Upon reaching Sumatra on the Sinbad Voyage, Severin was able to connect the original tales of cannibalistic tribes that fed their victims drugged food to modern tribes that still use the island’s marijuana in their cooking.
In retracing Wallace’s journey through the Spice Islands of Indonesia, Severin resurrected one of the most unheralded evolutionary theorists of all time, filling in the biographical blanks that no professor scouring libraries ever could.

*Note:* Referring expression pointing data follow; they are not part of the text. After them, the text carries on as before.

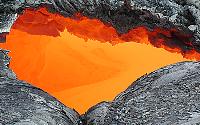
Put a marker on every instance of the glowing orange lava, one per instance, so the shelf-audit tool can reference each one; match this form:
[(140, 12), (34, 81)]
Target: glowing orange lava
[(79, 73)]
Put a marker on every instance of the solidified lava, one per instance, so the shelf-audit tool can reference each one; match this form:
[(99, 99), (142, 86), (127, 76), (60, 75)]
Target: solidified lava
[(42, 22)]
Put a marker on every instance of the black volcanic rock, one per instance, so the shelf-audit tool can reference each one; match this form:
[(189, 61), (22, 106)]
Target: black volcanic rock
[(168, 96), (123, 15), (23, 104)]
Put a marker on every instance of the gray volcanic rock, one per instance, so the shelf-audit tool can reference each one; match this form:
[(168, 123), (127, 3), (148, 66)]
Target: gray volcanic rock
[(168, 96), (96, 114), (179, 20), (23, 104)]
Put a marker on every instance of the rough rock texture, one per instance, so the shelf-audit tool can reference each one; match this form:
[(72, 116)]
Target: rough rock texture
[(96, 114), (168, 96), (23, 104)]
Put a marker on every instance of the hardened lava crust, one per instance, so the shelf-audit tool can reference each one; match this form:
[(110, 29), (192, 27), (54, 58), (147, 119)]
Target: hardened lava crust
[(168, 96), (24, 104)]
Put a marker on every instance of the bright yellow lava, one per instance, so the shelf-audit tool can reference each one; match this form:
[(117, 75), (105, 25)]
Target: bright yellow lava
[(80, 74)]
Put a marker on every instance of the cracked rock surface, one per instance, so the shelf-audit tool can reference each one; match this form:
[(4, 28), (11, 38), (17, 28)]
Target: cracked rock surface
[(168, 96), (23, 104)]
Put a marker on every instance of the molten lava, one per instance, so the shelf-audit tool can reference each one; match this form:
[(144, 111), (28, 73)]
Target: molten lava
[(51, 52)]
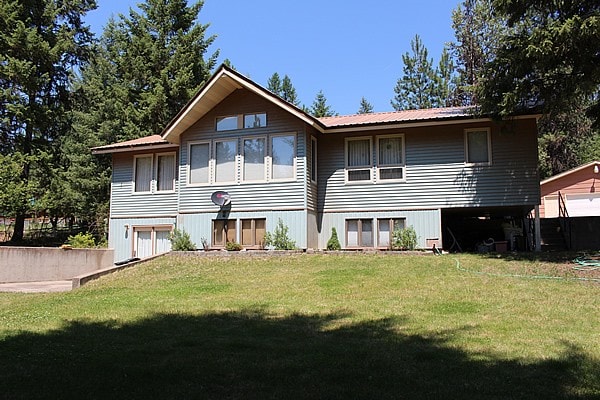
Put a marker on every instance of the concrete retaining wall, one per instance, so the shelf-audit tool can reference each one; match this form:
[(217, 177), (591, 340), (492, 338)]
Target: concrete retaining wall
[(26, 264)]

And in his most recent book, In Search of Robinson Crusoe (2002), Severin discovers that an obscure runaway white slave named Henry Pitman, who was once marooned on an island in the Caribbean, may have provided Daniel Defoe with his prototype for Robinson Crusoe, much more than the infamous Scotsman Alexander Selkirk did.
When I list these examples for Severin, he is visibly pleased but says nothing. For several minutes his eyes stare right through me, as if he were out upon the ocean. Then he grins and his whole face lights up.
“From the first book I wrote, my editors have said, ‘Put more of yourself into it.’ And my response has always been: No. It’s not about me. The book is about the project, the ideas.” So what is Severin’s next adventure? He refuses to say.
“I much prefer to do it first, then talk about it.”